Love Life with Dawna | Dawna-Rae | Substack

Seeing Ourselves With New Eyes

Happy Sunday evening, friends,

Thank you for stepping back into Have You Evolved Today for another spiritual reflection. Having you here brings so much joy to my heart. Truly — thank you.

Tonight, I wanted to share something tender. Something that once came from a place of brokenness, but is now becoming a place of healing — all because of God’s gentle work in my life.

An old photo resurfaced this week. A photo that should have always held a special place in my heart, yet for years it carried a quiet ache. Not because of the moment itself, but because of the story I had allowed to grow around it — a story rooted in shame instead of truth.

There are moments in life when God invites us to look again — not at the world, not at our circumstances, but at ourselves. Sometimes that invitation comes through a memory, a conversation, or a quiet whisper in prayer. And sometimes… it comes through an old photograph.

Recently, I came across a picture of myself from years ago — a version of me I had avoided for a long time. Not because of the moment itself, but because of the story I had attached to it. A story shaped by someone else’s words. A story that made me shrink instead of rise.

But here’s the thing about evolution: God doesn’t let us stay in the places where shame has rooted itself.
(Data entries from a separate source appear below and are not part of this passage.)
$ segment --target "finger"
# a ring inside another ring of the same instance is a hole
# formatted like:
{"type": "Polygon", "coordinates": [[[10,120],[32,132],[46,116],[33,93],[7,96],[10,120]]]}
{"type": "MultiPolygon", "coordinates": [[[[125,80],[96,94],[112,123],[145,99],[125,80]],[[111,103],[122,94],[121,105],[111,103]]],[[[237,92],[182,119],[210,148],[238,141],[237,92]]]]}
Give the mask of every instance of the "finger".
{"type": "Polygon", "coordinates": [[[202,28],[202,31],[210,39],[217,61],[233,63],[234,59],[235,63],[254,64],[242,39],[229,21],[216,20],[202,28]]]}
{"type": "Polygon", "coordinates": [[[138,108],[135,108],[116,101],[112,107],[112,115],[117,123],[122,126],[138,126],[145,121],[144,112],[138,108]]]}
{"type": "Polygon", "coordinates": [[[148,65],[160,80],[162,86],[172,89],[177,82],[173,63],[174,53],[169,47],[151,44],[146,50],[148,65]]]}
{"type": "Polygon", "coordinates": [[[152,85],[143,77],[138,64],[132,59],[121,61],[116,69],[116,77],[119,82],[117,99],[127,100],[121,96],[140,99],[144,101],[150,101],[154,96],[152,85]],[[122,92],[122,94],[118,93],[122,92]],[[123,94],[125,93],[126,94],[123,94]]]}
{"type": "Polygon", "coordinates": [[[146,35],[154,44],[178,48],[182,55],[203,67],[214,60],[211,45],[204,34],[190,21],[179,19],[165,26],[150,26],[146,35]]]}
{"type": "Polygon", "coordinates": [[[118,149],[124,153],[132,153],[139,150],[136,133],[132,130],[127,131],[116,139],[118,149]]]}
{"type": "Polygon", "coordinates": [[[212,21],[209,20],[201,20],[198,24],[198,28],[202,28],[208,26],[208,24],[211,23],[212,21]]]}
He brings us back — gently, lovingly — so we can see the truth we missed the first time.

When I looked at that photo again, I didn’t see the woman I once judged so harshly. I didn’t see the insecurity. I didn’t see the heaviness. I didn’t see the version of me shaped by someone else’s voice.

I saw a woman who was doing her best. I saw a mother who kept loving through storms she never named. I saw tenderness that refused to harden. I saw strength that didn’t roar — it endured.

And I realized something important:

Evolution isn’t always about becoming someone new. Sometimes it’s about finally seeing who you were all along.

So many of us carry old versions of ourselves that we’ve never forgiven. We hold onto moments where we felt small, unseen, or unworthy. We replay words that were spoken over us in anger or carelessness. We let those moments define us long after God has already rewritten the truth.

But the invitation today — the evolution — is this:

Look again.

Look at the woman you were with compassion. Look at the battles she fought without applause. Look at the love she gave even when she was hurting. Look at the strength she carried without knowing it had a name.

You don’t evolve by erasing her. You evolve by honoring her.

Because she is the reason you are who you are today. She is the foundation. She is the seed. She is the beginning of your becoming.

If you feel called, take a moment this week to revisit a version of yourself you’ve avoided. Not to judge her — but to bless her. To thank her. To see her with God’s eyes instead of your own.

You might be surprised by the woman who looks back at you.

Evolving in grace,

Dawna‑Rae

🦋 may your heart return to itself again and again

Finding My Way Back to This Sacred Space

A quiet return to presence

Happy Wednesday, dear souls.

It feels good to be back here in this little corner of the internet — a space I created to explore what it means to evolve, to heal, and to grow closer to God in a way that feels personal and real. I stepped away for a while, not out of disinterest, but because life was teaching me quietly behind the scenes.

Tonight, I’m returning with a gentler heart, a clearer spirit, and a deeper understanding of what “evolving” truly means. It isn’t loud. It isn’t rushed. It’s the small moments, the quiet shifts, the soft awakenings that happen when we’re honest with ourselves.

I’m not here to grow fast. I’m here to grow faithfully.

So here’s to showing up again — consistently, simply, and with intention. Here’s to little reflections, small reminders, and spiritual do‑dabs that meet you exactly where you are.

I’m grateful to be back. I’m grateful you’re here. And I’m excited to see where this next chapter leads.